This incredible acquisition includes the following:
- 20th Century Fox
- Fox Searchlight Pictures
- Fox 2000 Pictures
- Fox Family and Fox Animation
- 20th Century Fox Television
- FX Productions
- FX Networks
- National Geographic Partners
- Fox Networks Group International
- Star India, a television service provider in India
- Ownership interests in Hulu, Tata Sky and Endemol Shine Group
Disney is also acquiring $19.8 billion in cash and assuming $19.2 billion of debt. By 2021, Disney expects to realize at least $2 billion in cost savings by combining the businesses. The Times reports that Fox shareholders of sold assets could either cash out or accept Disney shares in place of the cash. As of last Friday, about 37 percent requested Disney shares, 52 percent asked for cash, and the remainder did not state a preference.

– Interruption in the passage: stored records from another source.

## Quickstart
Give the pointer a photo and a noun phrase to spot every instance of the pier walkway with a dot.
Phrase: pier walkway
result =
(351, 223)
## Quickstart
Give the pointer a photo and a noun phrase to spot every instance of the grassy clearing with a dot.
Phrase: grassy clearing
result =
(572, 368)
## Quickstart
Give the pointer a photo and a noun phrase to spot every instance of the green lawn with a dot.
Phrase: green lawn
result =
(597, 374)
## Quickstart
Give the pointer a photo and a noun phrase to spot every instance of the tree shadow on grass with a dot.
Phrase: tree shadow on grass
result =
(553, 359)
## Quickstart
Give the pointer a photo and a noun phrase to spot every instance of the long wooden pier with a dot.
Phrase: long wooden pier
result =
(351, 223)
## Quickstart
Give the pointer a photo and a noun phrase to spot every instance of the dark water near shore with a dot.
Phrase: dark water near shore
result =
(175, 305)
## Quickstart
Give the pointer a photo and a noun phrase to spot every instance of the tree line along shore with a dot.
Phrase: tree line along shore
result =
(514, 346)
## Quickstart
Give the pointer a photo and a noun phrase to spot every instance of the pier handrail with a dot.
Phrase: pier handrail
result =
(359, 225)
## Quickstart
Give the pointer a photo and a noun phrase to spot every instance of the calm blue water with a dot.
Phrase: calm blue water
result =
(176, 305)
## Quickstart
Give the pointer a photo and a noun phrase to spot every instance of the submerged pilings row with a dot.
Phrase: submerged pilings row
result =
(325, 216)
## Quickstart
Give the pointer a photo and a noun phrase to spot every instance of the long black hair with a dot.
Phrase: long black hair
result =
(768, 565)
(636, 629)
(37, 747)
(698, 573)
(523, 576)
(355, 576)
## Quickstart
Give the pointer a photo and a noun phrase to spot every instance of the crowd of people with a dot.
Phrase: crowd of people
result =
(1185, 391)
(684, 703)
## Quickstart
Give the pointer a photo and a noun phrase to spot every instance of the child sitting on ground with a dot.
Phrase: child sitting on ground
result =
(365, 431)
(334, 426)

As part of an agreement with the U.S. Department of Justice who had to offer regulatory approval for the sale to be completed, Disney agreed to sell off 21st Century Fox’s Regional Sports Networks which includes 22 regional sports channels. The New York Times reports that, to satisfy European regulators, Disney also had to sell its stake in A + E Networks, including the History Channel.
Since the completion of the sale, Disney stock dropped slightly and then rebounded. Considering that shareholders have known of the deal for quite some time, it is not surprising that the reaction had little effect. The current stock price – $110.71 per share as of 7:06 p.m. EDT yesterday – is right in the middle of the company’s 52-week high of $120.20 and 52-week low of $97.68.

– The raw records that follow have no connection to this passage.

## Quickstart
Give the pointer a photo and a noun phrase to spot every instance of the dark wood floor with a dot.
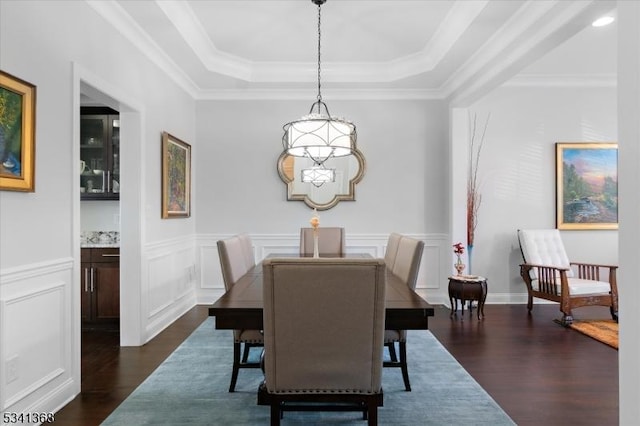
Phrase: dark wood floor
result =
(537, 371)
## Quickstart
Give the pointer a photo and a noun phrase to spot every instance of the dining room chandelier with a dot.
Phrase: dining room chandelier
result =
(318, 135)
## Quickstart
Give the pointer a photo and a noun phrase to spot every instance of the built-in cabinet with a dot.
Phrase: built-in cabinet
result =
(99, 153)
(100, 285)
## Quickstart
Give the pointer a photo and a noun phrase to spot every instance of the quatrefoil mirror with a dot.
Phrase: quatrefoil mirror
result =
(321, 187)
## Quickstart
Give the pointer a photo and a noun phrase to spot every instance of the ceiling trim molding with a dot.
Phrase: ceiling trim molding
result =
(328, 94)
(459, 17)
(190, 28)
(563, 80)
(115, 15)
(532, 32)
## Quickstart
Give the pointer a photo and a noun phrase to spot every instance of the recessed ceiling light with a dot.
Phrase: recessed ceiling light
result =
(601, 22)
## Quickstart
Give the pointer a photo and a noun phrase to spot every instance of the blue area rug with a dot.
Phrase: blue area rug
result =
(191, 388)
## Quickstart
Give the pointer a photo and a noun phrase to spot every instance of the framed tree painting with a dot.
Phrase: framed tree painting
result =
(176, 177)
(587, 185)
(17, 134)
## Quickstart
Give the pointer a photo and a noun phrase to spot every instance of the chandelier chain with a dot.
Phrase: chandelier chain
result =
(319, 36)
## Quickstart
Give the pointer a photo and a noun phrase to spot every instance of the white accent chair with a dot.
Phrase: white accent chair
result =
(550, 275)
(323, 335)
(402, 257)
(330, 241)
(236, 259)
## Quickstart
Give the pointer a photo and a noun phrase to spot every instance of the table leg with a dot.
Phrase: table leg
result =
(482, 299)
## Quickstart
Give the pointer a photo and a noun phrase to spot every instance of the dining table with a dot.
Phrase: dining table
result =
(241, 306)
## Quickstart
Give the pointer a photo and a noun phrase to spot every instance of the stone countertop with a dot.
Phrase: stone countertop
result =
(99, 245)
(99, 239)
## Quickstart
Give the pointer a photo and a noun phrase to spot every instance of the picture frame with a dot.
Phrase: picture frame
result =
(586, 185)
(17, 134)
(176, 177)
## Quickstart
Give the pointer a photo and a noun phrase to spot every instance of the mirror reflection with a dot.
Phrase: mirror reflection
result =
(321, 187)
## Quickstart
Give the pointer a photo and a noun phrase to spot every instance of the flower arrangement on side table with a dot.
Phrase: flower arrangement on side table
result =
(458, 250)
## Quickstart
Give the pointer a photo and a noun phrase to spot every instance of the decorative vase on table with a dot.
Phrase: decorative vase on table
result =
(315, 223)
(316, 253)
(459, 266)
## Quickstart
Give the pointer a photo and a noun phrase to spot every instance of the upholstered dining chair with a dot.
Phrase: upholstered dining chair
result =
(550, 275)
(330, 241)
(312, 361)
(236, 259)
(405, 265)
(392, 250)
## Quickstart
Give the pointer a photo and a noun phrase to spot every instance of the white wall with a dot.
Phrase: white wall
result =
(48, 44)
(100, 215)
(405, 146)
(517, 174)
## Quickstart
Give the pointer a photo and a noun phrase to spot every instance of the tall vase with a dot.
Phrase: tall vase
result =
(459, 266)
(316, 252)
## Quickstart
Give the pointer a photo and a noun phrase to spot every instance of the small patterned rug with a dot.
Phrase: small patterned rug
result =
(605, 331)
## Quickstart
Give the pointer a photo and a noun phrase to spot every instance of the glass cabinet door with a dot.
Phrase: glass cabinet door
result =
(99, 156)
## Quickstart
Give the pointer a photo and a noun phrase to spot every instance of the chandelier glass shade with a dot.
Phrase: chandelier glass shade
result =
(318, 135)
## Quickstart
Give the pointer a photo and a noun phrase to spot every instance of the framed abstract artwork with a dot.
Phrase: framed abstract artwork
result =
(17, 134)
(586, 185)
(176, 177)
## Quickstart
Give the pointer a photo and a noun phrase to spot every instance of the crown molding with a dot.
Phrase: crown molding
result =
(459, 17)
(115, 15)
(529, 34)
(563, 80)
(329, 95)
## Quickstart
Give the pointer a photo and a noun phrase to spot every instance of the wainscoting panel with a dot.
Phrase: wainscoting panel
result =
(36, 336)
(171, 280)
(432, 279)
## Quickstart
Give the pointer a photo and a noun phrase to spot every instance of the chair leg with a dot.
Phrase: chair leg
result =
(275, 413)
(566, 320)
(392, 351)
(245, 352)
(404, 367)
(372, 414)
(236, 366)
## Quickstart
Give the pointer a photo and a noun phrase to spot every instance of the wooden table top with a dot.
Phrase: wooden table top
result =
(241, 307)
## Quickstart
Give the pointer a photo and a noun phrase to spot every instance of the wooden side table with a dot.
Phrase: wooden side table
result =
(467, 287)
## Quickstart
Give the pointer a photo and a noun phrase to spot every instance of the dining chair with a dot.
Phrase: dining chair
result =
(405, 266)
(236, 259)
(312, 362)
(330, 241)
(392, 250)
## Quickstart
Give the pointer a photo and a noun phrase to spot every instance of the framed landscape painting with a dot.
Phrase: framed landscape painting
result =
(587, 185)
(17, 134)
(176, 177)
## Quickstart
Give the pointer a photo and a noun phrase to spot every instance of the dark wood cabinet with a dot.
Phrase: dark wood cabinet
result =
(100, 152)
(100, 285)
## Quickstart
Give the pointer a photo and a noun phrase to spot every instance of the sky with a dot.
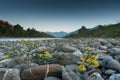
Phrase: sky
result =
(60, 15)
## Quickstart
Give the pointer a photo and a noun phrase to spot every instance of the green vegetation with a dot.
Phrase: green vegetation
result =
(101, 31)
(8, 30)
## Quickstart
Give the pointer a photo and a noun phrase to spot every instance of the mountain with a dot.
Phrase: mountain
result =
(58, 34)
(100, 31)
(9, 30)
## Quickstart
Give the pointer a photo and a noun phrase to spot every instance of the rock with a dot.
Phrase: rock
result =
(109, 72)
(42, 71)
(52, 78)
(111, 63)
(114, 77)
(12, 74)
(2, 56)
(95, 76)
(97, 51)
(25, 66)
(78, 53)
(72, 67)
(68, 49)
(14, 61)
(69, 58)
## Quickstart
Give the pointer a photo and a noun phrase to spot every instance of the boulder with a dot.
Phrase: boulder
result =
(42, 71)
(25, 66)
(72, 67)
(109, 72)
(114, 77)
(95, 76)
(69, 49)
(68, 74)
(12, 74)
(52, 78)
(69, 58)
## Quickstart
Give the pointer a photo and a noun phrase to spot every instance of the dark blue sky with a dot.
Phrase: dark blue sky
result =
(60, 15)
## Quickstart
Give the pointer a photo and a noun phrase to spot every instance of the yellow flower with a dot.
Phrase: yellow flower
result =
(88, 48)
(23, 45)
(82, 59)
(32, 43)
(22, 40)
(96, 63)
(16, 51)
(6, 57)
(40, 55)
(82, 68)
(93, 56)
(88, 61)
(47, 54)
(40, 41)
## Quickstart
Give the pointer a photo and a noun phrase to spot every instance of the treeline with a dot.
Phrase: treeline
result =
(8, 30)
(101, 31)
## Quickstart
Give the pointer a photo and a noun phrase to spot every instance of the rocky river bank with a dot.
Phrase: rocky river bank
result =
(60, 59)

Industry experts are saying that Disney is more than an entertainment company now; it is a technology company too, as evidenced by the technology it is investing in direct-to-consumer services, first with ESPN+, soon with Disney+, plus its ownership stake in Hulu. Disney is betting big that its billion-dollar bankroll and exclusive content will pit it well above its competitors. That’s easier said than done, but Disney doesn’t do anything halfway. It will be interesting to see how they integrate the many assets they’ve purchased and how they will impact Disney’s new DTC strategy.